Am Montag, den 07.02.2005, 09:20 +0000 schrieb Keith Whitwell:
> > btw texdown showed that texture transfers to card memory are faster than 
> > to AGP memory, but not by very much (something like 100MB/s vs. 140MB/s 
> > in the best case, though the numbers I got fluctuated quite a bit).
> 
> How are AGP texture uploads being done?
> 
> The card memory uploads are actually done via agp buffers - ie the data 
> is written by the driver to agp memory, the card then copies that to 
> card memory.  If the AGP case is the same, the data probably travels up 
> to the card and then back down again to AGP memory, accounting for the 
> relative slowdown.
> 
> One benefit of using the card to do the up/downloads is synchronization 
> with the graphics engine - if you were to write the texture data 
> directly you'd have to have some extra mechanisms to ensure that the 
> memory wasn't being used by commands still unprocessed by the GPU.  This 
> actually wouldn't be that hard to organize.

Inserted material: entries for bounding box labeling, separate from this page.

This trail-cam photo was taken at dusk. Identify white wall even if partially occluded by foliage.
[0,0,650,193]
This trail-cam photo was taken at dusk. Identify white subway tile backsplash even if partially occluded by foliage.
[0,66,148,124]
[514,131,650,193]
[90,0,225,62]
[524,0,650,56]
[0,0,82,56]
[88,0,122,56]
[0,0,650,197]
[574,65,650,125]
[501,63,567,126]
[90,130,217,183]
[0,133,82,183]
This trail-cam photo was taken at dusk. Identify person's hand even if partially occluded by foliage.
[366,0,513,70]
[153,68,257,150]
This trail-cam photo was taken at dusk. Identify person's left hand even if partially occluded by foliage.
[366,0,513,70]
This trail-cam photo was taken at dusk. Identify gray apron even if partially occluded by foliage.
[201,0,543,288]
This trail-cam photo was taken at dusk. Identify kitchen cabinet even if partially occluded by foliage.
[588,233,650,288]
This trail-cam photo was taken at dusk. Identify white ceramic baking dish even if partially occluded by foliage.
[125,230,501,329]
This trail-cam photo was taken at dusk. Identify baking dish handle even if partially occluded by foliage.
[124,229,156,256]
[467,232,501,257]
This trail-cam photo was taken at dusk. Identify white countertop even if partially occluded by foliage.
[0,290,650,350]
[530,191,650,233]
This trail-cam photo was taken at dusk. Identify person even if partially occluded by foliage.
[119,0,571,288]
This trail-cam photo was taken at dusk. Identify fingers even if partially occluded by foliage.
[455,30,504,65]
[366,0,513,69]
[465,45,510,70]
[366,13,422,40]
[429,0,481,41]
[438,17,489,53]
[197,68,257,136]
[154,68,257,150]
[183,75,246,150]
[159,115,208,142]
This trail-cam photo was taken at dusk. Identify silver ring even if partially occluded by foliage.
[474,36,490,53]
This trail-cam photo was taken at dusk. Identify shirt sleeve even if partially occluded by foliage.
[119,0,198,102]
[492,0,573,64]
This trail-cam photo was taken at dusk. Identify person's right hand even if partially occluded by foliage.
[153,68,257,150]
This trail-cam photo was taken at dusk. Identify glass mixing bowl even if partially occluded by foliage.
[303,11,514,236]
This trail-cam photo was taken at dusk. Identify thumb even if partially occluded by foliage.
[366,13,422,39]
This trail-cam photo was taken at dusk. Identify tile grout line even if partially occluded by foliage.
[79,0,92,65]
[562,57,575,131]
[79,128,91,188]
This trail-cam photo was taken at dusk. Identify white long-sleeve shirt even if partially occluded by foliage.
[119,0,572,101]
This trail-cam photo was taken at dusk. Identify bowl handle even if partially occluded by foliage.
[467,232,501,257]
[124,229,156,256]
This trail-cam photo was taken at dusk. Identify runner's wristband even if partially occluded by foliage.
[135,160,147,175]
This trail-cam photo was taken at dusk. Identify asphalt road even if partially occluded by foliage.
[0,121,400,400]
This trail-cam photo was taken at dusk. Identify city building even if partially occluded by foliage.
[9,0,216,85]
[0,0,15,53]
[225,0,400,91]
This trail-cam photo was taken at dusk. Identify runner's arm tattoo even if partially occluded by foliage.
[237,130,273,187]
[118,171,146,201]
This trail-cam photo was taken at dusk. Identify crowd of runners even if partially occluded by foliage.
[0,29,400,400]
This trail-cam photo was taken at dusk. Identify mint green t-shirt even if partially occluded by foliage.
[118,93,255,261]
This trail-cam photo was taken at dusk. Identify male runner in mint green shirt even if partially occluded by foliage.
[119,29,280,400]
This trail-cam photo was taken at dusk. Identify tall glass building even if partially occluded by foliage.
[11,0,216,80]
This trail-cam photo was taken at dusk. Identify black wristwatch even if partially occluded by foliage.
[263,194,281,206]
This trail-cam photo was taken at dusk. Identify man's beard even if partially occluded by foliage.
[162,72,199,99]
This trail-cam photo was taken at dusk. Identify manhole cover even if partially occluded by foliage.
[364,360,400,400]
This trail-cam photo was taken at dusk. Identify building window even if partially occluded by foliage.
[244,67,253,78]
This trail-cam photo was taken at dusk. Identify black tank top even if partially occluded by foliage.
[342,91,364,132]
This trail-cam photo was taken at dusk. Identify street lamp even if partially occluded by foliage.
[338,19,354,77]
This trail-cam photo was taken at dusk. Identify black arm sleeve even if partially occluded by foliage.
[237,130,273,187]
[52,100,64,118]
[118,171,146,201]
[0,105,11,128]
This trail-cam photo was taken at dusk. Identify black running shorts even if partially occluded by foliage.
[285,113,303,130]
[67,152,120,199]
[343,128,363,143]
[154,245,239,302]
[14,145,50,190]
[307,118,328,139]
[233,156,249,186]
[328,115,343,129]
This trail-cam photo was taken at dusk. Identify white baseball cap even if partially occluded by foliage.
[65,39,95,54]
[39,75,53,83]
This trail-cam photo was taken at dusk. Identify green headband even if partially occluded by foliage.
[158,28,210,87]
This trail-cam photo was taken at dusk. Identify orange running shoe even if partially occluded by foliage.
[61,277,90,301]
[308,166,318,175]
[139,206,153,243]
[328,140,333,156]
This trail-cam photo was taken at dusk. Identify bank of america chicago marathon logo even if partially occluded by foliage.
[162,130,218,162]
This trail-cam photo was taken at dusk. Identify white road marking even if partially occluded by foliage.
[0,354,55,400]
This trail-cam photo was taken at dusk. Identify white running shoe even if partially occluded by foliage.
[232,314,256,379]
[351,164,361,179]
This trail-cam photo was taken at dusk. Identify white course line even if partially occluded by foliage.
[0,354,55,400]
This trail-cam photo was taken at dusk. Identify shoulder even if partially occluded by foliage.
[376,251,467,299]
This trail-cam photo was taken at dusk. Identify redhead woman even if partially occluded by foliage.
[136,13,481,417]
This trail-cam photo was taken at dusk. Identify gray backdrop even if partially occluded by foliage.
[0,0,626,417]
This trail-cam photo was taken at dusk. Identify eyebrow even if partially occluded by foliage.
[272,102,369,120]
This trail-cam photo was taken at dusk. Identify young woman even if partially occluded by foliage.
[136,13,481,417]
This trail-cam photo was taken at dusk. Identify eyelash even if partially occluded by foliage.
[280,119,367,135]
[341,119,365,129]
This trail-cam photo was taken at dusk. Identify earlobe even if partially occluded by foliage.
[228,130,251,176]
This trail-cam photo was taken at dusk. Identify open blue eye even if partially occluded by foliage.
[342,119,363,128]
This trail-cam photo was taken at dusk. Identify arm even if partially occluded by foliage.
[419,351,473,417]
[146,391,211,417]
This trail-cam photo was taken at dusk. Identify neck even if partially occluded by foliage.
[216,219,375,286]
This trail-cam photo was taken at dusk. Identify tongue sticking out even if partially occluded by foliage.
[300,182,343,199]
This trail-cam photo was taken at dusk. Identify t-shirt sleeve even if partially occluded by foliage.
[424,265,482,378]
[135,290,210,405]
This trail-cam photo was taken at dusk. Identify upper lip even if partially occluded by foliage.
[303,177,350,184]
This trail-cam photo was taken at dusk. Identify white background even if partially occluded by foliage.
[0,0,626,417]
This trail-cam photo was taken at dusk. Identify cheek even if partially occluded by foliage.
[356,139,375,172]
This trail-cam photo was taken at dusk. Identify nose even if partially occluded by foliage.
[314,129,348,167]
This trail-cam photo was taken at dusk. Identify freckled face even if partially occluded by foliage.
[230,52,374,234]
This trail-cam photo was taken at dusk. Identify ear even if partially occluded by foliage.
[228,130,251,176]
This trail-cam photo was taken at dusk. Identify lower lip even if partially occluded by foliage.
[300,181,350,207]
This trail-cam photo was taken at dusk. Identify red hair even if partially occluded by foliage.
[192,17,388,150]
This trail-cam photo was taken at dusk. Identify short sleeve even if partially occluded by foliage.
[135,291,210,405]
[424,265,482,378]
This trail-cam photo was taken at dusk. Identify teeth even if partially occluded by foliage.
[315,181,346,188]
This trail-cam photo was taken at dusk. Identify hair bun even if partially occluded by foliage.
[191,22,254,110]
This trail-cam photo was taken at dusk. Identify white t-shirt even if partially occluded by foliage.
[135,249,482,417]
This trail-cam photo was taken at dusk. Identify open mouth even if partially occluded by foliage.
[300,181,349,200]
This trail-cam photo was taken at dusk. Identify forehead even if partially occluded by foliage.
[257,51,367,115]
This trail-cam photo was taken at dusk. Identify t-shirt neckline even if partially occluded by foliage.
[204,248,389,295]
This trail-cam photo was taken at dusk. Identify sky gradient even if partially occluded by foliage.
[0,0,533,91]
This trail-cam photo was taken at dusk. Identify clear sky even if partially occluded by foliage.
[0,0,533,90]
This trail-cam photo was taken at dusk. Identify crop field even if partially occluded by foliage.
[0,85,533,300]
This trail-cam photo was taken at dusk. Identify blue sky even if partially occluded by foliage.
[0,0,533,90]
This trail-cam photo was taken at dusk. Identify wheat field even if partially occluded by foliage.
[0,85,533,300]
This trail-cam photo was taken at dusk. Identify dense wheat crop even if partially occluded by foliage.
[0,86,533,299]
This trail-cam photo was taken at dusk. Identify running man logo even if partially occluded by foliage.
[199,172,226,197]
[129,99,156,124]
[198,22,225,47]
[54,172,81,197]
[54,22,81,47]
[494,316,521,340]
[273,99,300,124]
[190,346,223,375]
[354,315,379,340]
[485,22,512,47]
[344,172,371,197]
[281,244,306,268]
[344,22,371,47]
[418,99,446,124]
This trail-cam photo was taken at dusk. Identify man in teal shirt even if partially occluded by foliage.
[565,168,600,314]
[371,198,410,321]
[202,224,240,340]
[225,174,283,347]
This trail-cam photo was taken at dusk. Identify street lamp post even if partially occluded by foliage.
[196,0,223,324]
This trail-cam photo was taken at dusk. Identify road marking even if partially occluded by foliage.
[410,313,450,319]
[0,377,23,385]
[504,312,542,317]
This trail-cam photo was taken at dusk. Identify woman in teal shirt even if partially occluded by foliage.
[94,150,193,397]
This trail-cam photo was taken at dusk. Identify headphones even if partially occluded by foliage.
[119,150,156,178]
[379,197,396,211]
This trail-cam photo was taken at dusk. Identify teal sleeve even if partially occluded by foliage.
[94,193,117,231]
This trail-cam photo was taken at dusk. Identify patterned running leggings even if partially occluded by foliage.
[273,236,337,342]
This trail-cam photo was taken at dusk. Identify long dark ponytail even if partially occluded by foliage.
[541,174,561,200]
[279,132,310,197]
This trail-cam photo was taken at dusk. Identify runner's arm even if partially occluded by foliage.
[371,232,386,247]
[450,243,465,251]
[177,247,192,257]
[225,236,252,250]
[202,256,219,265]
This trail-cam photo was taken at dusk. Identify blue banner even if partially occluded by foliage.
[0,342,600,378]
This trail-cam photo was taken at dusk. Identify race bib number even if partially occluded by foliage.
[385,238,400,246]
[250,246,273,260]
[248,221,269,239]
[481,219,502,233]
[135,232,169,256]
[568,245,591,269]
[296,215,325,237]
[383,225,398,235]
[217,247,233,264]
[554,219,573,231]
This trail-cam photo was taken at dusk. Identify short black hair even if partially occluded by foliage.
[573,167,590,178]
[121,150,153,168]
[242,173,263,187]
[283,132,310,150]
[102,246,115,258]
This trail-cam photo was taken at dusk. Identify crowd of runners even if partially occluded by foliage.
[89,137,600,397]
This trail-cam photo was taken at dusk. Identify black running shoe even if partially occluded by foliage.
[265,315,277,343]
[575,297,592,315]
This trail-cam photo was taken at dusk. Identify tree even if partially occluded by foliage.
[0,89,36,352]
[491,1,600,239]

The Savage driver does this. Currently it waits for engine idle before
uploading a texture. I thought there must be some more efficient
(age-based) method. I havn't looked into the details yet. Do you have a
hint that would get me started in the right direction?

> 
> Also, note that there is quite a bit of copying going on:
> 
>       - Application calls glTexImage
>       - Mesa allocates system memory and copies image
>       - Driver allocates agp buffers and copies image into them
>       - Card receives blit command and copies image to final destination.
> 
> 
> Currently Mesa needs to keep the system memory copy because texture 
> images in card or agp memory can be clobbered by other apps at any time 
> - Ian's texture manager will address this.
> 
> In the via and sis drivers, texture allocations are permanent, so I've 
> been able to try a different strategy:
> 
>       - Application calls glTexImage
>       - Mesa allocates AGP/card memory and copies texture directly to final 
> destination (using memcpy().)
> 
> This resulted in an approximate 2x speedup in texture downloads against 
> a strategy similar to the first one outlined (but implemented with cpu 
> copies, not a hostdata blit).

The Savage driver uploads textures by memcpy (actually a bit more
complicated due to texture tiling) to destination memory. I did some
optimization of that tiled upload recently. Now oprofile shows that most
CPU usage in texdown is not in the tiled upload but in mesa's
texstore-functions. I suppose they could use some optimization too.